Two of Yasser Arafat’s loudest critics in Congress traveled to Gaza earlier this month to evoke a renewed pledge from the Palestinian leader to remove language from the Palestine Liberation Organization Covenant, which calls for the destruction of Israel.
“Arafat said eyeball-to-eyeball that it would be out within two months of the [Palestinian] elections,” Sen. Arlen Specter (R-Pa.) said in a telephone interview Tuesday.
Palestinian elections are set for Saturday, at which time Arafat is widely expected to be elected president of the Palestinian Council.
Specter and Sen. Richard Shelby (R-Ala.) stopped off to meet with Arafat, and separately with Prime Minister Shimon Peres and other senior Israeli officials during a recent eight-day junket to Africa and Israel.
An inveterate critic of the Palestinian leader, Specter, who is Jewish, stressed the importance of using such meetings to keep pressure on Arafat to do his part to combat terrorism.
Specter and Shelby are the co-authors of legislation that ties U.S. aid to the Palestinian Authority to its compliance with the accords Arafat has signed.
Under the measure, which is a provision of legislation known as the Middle East Peace Facilitation Act, Arafat would forfeit U.S. aid until the covenant is changed.

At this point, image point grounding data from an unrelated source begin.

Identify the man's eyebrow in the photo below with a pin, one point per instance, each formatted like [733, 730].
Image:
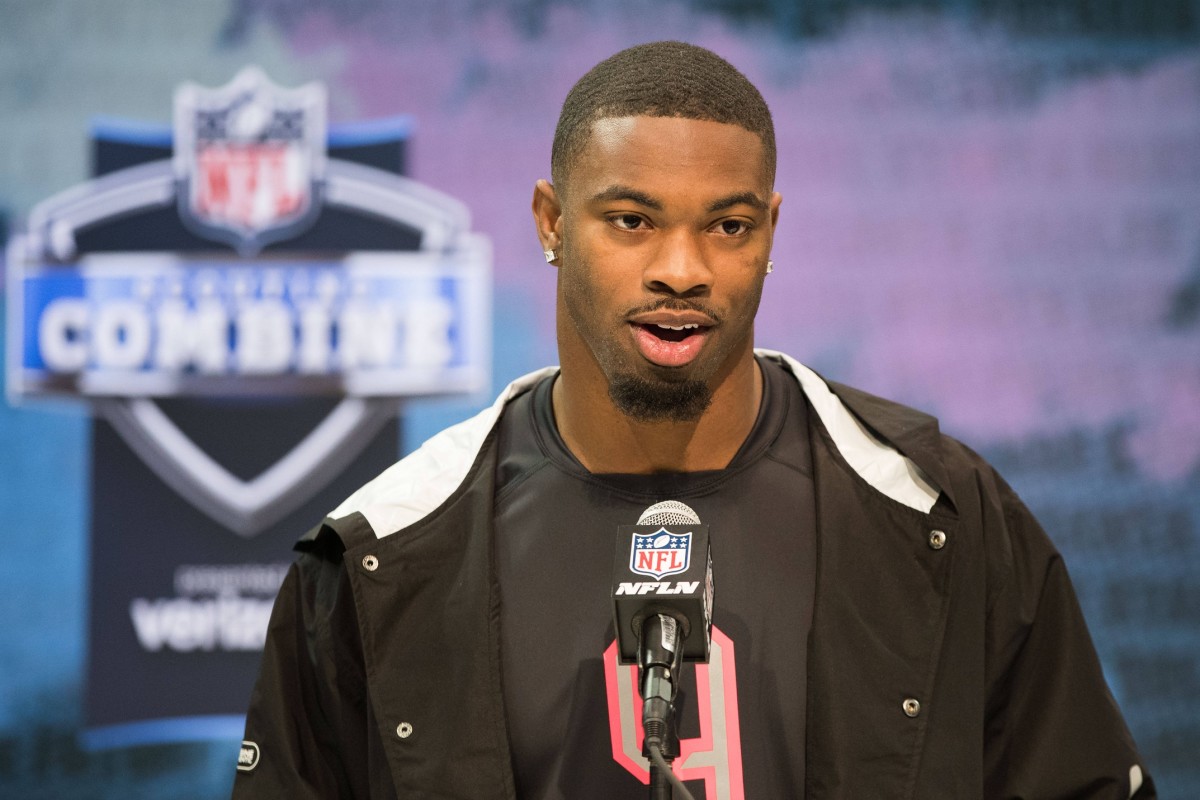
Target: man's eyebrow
[618, 192]
[747, 198]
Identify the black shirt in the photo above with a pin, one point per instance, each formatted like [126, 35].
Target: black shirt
[573, 713]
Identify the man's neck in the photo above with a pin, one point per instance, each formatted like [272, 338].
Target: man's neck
[606, 440]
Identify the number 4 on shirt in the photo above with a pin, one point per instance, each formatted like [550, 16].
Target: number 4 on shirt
[715, 755]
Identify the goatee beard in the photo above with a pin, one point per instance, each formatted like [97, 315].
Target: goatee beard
[659, 401]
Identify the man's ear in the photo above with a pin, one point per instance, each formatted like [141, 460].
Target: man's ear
[547, 217]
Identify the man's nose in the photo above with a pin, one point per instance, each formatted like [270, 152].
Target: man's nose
[679, 268]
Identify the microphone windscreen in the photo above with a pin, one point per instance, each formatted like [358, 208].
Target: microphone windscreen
[669, 512]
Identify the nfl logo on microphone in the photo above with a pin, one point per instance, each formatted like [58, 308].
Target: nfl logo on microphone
[660, 553]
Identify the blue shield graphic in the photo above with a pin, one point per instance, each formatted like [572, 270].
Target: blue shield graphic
[660, 553]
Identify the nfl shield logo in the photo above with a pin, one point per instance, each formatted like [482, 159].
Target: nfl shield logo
[660, 554]
[250, 160]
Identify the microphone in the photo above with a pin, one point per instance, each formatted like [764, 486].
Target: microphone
[663, 623]
[663, 565]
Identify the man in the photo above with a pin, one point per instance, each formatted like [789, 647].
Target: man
[889, 619]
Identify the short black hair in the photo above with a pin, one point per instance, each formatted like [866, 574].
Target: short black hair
[660, 79]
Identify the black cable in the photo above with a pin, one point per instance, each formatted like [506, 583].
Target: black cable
[657, 755]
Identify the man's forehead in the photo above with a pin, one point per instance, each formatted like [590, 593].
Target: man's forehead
[622, 149]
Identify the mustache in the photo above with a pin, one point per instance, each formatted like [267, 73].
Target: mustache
[676, 304]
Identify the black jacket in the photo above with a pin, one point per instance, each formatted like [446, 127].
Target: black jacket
[948, 656]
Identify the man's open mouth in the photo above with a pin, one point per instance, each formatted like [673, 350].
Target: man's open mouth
[670, 346]
[673, 332]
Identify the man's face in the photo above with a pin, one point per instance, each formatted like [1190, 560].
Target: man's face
[665, 228]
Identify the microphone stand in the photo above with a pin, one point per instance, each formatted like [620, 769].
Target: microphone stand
[659, 655]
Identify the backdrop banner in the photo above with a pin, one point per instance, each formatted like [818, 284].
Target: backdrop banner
[241, 298]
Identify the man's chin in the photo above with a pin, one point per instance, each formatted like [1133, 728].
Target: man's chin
[649, 400]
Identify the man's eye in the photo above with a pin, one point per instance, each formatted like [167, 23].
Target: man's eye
[733, 227]
[628, 221]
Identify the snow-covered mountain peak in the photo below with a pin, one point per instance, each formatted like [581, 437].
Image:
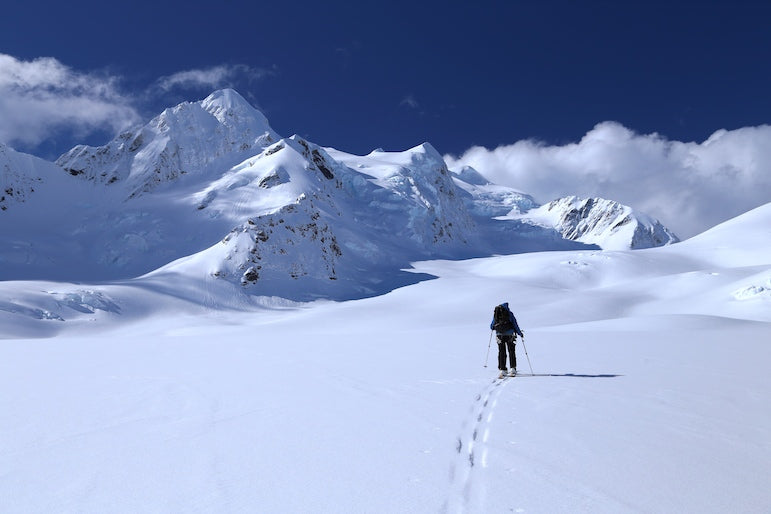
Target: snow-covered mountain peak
[606, 223]
[231, 108]
[187, 139]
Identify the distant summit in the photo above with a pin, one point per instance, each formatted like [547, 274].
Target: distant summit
[182, 140]
[606, 223]
[208, 191]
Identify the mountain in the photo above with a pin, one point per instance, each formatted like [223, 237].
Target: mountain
[608, 224]
[209, 191]
[20, 175]
[186, 139]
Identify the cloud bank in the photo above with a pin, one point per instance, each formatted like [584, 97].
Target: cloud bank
[690, 187]
[40, 96]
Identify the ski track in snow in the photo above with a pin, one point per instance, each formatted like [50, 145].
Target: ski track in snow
[467, 492]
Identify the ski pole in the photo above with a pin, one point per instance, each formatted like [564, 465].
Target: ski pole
[488, 347]
[526, 355]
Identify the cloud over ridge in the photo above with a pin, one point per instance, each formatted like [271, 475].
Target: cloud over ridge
[223, 75]
[43, 94]
[690, 186]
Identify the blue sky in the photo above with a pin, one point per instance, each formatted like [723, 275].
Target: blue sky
[395, 74]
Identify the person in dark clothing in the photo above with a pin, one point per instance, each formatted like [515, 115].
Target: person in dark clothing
[506, 329]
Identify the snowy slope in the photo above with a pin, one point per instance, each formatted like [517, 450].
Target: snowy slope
[20, 175]
[185, 139]
[207, 189]
[606, 223]
[649, 396]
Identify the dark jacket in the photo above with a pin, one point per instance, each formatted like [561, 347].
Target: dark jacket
[513, 321]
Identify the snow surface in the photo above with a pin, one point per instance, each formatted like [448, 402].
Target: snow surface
[161, 394]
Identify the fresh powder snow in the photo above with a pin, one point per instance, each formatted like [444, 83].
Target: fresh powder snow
[205, 316]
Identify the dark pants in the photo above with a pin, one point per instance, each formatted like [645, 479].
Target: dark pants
[505, 342]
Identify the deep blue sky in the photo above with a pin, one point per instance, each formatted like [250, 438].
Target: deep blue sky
[394, 74]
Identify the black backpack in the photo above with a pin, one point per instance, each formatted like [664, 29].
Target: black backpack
[502, 319]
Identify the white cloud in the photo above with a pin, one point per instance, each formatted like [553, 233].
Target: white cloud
[689, 186]
[223, 75]
[43, 95]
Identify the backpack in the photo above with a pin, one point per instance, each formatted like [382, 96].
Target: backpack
[502, 319]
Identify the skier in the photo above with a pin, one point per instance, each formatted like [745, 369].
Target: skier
[506, 329]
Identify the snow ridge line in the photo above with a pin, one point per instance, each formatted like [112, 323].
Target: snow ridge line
[471, 452]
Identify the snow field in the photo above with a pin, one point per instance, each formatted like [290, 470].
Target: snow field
[169, 395]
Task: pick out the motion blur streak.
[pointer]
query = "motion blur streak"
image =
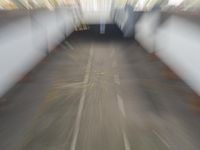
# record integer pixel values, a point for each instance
(99, 75)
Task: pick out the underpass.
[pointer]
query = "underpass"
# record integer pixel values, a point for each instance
(98, 91)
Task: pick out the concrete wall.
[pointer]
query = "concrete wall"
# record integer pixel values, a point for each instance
(175, 39)
(26, 37)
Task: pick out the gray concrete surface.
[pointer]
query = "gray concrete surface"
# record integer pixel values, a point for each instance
(98, 94)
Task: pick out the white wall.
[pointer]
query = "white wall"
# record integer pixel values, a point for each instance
(176, 42)
(25, 41)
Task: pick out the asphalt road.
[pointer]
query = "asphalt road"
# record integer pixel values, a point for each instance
(98, 94)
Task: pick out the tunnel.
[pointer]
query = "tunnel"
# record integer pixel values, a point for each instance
(118, 79)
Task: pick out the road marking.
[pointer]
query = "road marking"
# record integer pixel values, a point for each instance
(161, 139)
(116, 79)
(126, 141)
(69, 45)
(112, 53)
(121, 105)
(82, 100)
(114, 64)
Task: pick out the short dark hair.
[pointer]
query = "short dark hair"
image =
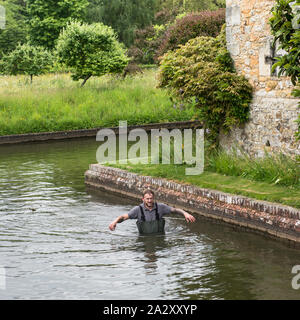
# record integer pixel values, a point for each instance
(148, 191)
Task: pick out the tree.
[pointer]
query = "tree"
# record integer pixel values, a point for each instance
(90, 50)
(201, 72)
(15, 30)
(191, 5)
(27, 59)
(124, 16)
(48, 18)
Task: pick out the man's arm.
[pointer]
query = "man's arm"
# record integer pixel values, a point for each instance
(120, 219)
(188, 217)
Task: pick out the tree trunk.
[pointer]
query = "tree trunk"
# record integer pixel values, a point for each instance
(85, 80)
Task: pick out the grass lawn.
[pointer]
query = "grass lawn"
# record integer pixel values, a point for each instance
(55, 102)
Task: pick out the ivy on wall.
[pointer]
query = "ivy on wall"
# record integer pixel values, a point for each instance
(202, 71)
(285, 26)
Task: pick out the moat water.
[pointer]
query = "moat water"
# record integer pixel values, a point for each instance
(55, 242)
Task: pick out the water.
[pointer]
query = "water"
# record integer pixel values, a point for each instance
(55, 242)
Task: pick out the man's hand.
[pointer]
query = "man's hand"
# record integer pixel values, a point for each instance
(120, 219)
(112, 226)
(189, 217)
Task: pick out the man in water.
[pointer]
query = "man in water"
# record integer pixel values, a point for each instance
(150, 214)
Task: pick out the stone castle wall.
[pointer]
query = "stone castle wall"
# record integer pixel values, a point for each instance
(273, 111)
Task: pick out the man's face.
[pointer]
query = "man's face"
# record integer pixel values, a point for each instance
(148, 200)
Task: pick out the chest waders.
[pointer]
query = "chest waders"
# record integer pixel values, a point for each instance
(147, 227)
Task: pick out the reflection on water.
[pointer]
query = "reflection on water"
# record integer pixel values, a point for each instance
(55, 242)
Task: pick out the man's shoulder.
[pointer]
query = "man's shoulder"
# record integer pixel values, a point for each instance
(163, 207)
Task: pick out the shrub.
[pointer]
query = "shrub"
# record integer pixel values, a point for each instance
(202, 72)
(206, 23)
(27, 59)
(285, 26)
(90, 50)
(146, 43)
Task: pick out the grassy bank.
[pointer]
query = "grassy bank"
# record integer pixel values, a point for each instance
(54, 102)
(287, 195)
(274, 178)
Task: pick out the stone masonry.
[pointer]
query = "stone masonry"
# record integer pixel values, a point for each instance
(274, 220)
(273, 111)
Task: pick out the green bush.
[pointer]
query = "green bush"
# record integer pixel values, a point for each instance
(285, 26)
(202, 72)
(192, 25)
(90, 50)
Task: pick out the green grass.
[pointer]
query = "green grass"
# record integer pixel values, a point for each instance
(287, 195)
(277, 169)
(274, 178)
(54, 102)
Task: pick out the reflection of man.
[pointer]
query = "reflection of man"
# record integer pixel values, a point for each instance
(150, 214)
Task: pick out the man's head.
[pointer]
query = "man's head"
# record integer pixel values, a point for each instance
(148, 198)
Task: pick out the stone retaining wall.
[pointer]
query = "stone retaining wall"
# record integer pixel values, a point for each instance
(273, 111)
(278, 221)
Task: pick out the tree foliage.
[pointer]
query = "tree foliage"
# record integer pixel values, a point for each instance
(90, 50)
(206, 23)
(285, 26)
(124, 16)
(192, 5)
(15, 30)
(202, 71)
(27, 59)
(48, 18)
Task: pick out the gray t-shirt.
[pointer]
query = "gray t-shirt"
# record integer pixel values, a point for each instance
(162, 210)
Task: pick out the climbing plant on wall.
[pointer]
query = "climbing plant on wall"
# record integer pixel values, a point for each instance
(202, 71)
(285, 26)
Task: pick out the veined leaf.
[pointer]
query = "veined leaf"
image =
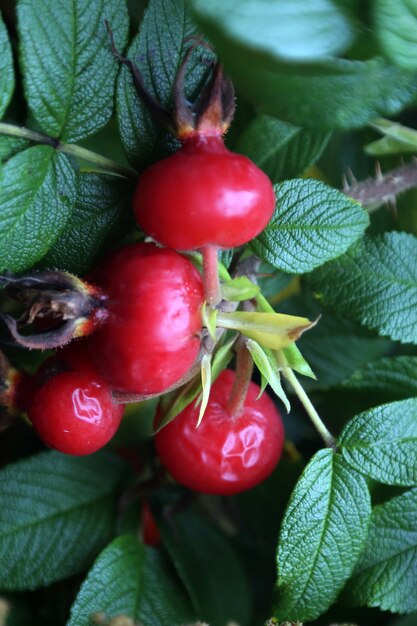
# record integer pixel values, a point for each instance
(68, 66)
(382, 443)
(312, 224)
(293, 30)
(385, 574)
(134, 581)
(396, 30)
(280, 149)
(397, 138)
(280, 65)
(6, 69)
(394, 378)
(322, 534)
(158, 50)
(194, 546)
(56, 513)
(332, 337)
(37, 200)
(374, 283)
(101, 214)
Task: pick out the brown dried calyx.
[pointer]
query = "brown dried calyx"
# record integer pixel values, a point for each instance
(57, 302)
(211, 112)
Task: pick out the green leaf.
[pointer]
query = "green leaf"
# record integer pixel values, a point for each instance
(397, 138)
(288, 74)
(374, 283)
(158, 49)
(101, 215)
(280, 149)
(335, 347)
(290, 29)
(322, 534)
(134, 581)
(396, 29)
(312, 224)
(68, 67)
(385, 573)
(208, 567)
(56, 513)
(239, 289)
(9, 146)
(389, 378)
(6, 69)
(37, 199)
(382, 443)
(297, 362)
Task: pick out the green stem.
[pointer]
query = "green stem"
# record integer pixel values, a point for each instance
(71, 149)
(211, 282)
(244, 368)
(287, 372)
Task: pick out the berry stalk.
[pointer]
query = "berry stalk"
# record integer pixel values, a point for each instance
(211, 282)
(244, 368)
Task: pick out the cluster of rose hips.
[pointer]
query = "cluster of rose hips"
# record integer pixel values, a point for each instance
(202, 198)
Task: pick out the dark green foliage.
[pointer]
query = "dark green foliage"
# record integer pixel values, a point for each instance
(310, 75)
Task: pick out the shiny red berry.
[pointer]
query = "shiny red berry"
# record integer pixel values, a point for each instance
(224, 455)
(203, 195)
(152, 334)
(74, 413)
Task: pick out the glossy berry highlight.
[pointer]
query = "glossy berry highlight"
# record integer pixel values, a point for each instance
(203, 195)
(152, 334)
(74, 413)
(224, 455)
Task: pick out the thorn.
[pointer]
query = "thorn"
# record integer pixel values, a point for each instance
(378, 171)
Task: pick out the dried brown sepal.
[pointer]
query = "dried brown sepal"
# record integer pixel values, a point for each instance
(211, 113)
(65, 306)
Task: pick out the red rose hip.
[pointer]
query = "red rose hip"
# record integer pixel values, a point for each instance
(152, 334)
(74, 413)
(224, 455)
(203, 195)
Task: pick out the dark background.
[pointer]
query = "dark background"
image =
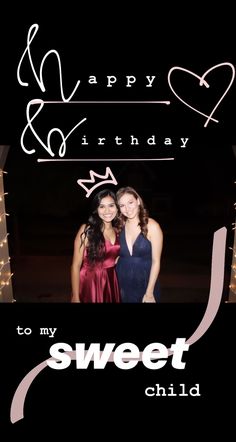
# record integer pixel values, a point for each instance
(191, 197)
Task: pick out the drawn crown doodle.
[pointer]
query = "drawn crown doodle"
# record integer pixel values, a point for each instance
(104, 179)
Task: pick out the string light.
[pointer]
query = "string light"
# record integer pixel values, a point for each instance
(4, 240)
(2, 195)
(232, 285)
(2, 215)
(5, 270)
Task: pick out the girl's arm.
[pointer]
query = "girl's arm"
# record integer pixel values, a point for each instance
(155, 236)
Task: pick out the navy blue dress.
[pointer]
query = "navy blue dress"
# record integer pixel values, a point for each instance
(133, 270)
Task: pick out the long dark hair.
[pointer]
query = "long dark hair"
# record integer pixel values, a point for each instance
(94, 228)
(143, 213)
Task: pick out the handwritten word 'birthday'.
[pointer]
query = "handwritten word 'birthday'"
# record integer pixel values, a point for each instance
(111, 81)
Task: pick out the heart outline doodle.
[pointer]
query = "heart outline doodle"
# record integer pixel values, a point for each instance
(202, 82)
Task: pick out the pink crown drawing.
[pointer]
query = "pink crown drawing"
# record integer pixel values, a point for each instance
(105, 179)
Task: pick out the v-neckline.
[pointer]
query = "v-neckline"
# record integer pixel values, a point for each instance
(108, 240)
(131, 254)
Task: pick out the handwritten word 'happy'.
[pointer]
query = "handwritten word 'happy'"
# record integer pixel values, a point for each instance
(111, 80)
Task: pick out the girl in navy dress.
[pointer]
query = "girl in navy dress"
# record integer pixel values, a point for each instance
(96, 249)
(141, 242)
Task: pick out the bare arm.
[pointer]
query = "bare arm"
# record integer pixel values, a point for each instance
(155, 236)
(76, 264)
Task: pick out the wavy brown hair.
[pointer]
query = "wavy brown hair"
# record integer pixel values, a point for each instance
(143, 213)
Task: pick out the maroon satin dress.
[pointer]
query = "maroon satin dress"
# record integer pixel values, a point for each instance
(98, 282)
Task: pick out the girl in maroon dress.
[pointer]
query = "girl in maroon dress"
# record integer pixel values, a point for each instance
(96, 249)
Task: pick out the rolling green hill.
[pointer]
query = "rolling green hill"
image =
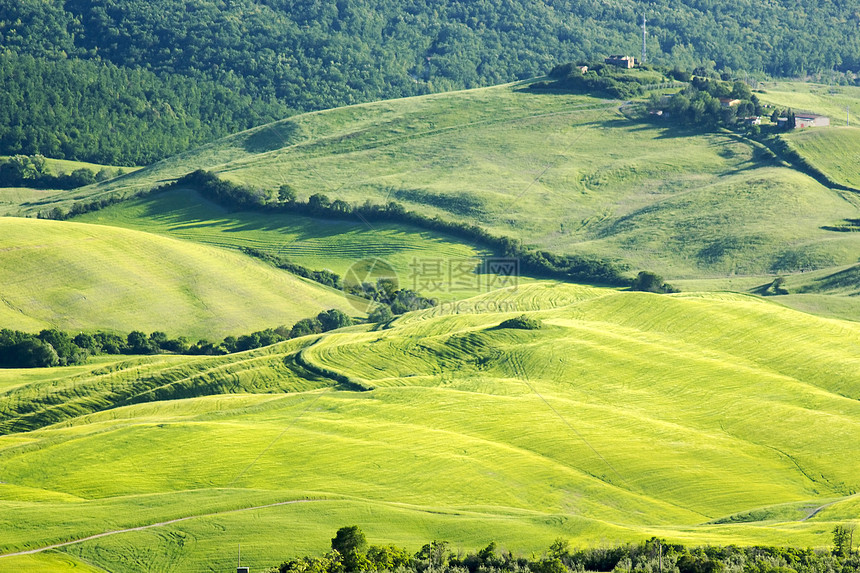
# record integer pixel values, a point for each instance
(132, 81)
(75, 276)
(569, 173)
(836, 152)
(715, 418)
(311, 242)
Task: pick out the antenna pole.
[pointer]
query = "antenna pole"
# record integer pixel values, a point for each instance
(643, 38)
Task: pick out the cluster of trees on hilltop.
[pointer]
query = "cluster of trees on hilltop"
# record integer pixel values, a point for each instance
(96, 111)
(599, 78)
(699, 103)
(536, 262)
(351, 553)
(132, 81)
(532, 261)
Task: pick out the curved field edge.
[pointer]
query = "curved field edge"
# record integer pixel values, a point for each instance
(696, 417)
(683, 203)
(76, 276)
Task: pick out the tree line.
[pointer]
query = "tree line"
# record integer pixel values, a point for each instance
(535, 262)
(598, 78)
(127, 82)
(32, 171)
(52, 347)
(351, 553)
(699, 104)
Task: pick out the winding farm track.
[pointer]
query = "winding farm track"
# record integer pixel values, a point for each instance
(150, 526)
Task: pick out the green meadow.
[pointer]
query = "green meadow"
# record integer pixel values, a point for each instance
(565, 172)
(835, 151)
(724, 414)
(314, 243)
(76, 276)
(710, 417)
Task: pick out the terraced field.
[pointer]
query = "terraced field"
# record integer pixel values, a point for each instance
(697, 417)
(314, 243)
(570, 173)
(76, 276)
(829, 100)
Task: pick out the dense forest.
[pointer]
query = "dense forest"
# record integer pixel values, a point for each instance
(132, 81)
(352, 553)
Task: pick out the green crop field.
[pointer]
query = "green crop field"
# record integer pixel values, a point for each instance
(716, 418)
(314, 243)
(76, 276)
(836, 152)
(570, 173)
(831, 101)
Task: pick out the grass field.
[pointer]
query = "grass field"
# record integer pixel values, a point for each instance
(836, 152)
(569, 173)
(831, 101)
(314, 243)
(76, 276)
(715, 418)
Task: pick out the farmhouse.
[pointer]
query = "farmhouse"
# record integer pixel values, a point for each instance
(810, 120)
(802, 120)
(621, 61)
(729, 102)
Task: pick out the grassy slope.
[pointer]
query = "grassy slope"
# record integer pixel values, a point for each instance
(78, 276)
(835, 151)
(817, 98)
(701, 407)
(567, 172)
(313, 243)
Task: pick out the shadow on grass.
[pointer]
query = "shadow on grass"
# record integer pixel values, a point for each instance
(273, 137)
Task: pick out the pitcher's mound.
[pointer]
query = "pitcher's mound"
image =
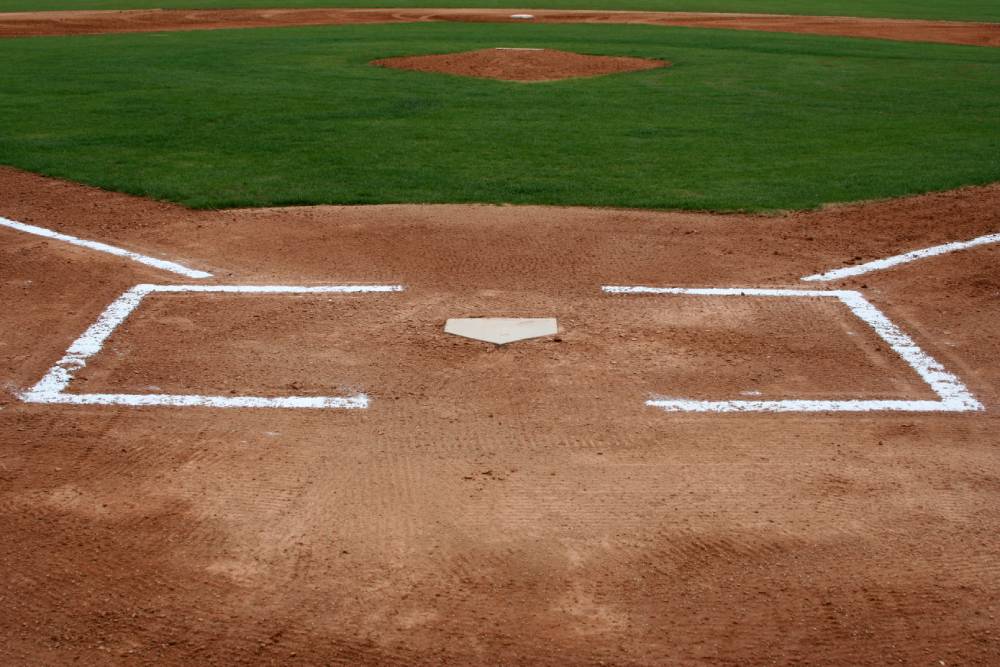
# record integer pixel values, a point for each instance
(521, 64)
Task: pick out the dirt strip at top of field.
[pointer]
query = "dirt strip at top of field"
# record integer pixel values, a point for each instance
(27, 24)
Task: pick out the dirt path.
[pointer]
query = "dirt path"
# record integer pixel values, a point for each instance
(517, 505)
(95, 22)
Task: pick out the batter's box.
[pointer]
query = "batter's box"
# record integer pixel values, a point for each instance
(952, 394)
(53, 387)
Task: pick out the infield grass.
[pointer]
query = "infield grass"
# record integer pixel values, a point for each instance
(742, 121)
(954, 10)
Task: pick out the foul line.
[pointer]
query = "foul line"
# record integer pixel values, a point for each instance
(895, 260)
(173, 267)
(52, 388)
(953, 395)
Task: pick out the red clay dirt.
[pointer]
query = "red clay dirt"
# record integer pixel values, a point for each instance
(25, 24)
(515, 505)
(509, 64)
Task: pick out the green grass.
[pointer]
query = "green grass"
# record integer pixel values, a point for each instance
(955, 10)
(742, 121)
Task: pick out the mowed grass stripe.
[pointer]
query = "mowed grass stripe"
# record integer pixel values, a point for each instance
(963, 10)
(742, 121)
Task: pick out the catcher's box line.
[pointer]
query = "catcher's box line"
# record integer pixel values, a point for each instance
(895, 260)
(52, 387)
(953, 395)
(162, 264)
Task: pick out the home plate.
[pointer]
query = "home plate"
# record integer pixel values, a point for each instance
(502, 330)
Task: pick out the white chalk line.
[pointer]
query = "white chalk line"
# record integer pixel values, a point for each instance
(52, 388)
(953, 395)
(896, 260)
(162, 264)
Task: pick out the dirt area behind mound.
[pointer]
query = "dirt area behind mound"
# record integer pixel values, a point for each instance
(520, 64)
(25, 24)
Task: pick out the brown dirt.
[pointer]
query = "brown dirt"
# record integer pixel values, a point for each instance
(521, 64)
(93, 22)
(516, 505)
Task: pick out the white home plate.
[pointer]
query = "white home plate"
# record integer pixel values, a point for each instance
(502, 330)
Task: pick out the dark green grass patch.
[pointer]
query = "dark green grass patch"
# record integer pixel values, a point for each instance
(742, 121)
(954, 10)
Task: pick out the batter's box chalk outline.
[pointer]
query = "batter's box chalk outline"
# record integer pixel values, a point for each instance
(52, 388)
(954, 396)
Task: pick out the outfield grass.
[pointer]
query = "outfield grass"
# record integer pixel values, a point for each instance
(742, 121)
(954, 10)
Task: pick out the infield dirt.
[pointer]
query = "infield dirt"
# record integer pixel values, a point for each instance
(518, 505)
(520, 64)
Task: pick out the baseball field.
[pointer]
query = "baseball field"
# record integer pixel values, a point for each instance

Arafat promised to amend the covenant within 60 days of the Palestinian election.
“I’m skeptical, but now we’ll see if he’ll produce,” Specter said of Arafat’s pledge to alter the covenant. “We’ve got a specific promise with a specific date.”
While many in Congress continue to focus on amending the covenant, Palestinian officials in Gaza and the West Bank have hinted in recent weeks that it could prove easier to win approval of an entirely new covenant.
Specter and Shelby – the only senators believed to have traveled overseas during the U.S. government shutdown – drew substantial criticism upon their return.
The senators apparently deemed the trip essential because Specter chairs the Senate Select Committee on Intelligence and Shelby serves as a committee member.
In the interview, Specter defended the trip as “time-sensitive,” particularly in light of the upcoming Palestinian elections.
But, he added, with “20-20 hindsight, it would have been preferable to defer it, in the face of the media criticism.”